Lawmaker: Maybe Indiana Should Drop Out Of Medicaid

Indiana should consider dropping out of the Medicaid program, the chairman of the State Budget Committee suggested Wednesday after an actuary estimated that the federal health care overhaul could cost the state as much as $3.6 billion over the next decade.

Senate Appropriations Chairman Luke Kenley, R-Noblesville, said the costs to Indiana will be so great that the state should consider the drastic step of creating another option to Medicaid.

"I think the federal government is putting us in a position where we're going to have to consider those kinds of alternatives," said Kenley, who heads the bipartisan budget panel.

"For example, we might want to drop out of the Medicaid program and see if we can design a ... health care system which is more effective than what we currently have, with the costs that we have, that will provide services to all of our Indiana residents," he said.

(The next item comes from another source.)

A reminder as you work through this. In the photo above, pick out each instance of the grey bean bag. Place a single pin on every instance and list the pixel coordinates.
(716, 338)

Medicaid, for which the federal government pays 65 percent of costs, currently enrolls more than 1 million Indiana residents in programs such as Hoosier Healthwise for children and pregnant woman, the Healthy Indiana Plan for uninsured, low-income adults and Care Select for people with disabilities.

Actuary Robert Damler of Milliman Inc., a consultant to the state Medicaid program, said the number of Indiana enrollees could expand to as many as 1.55 million, or about one of every four state residents, under the federal health care overhaul.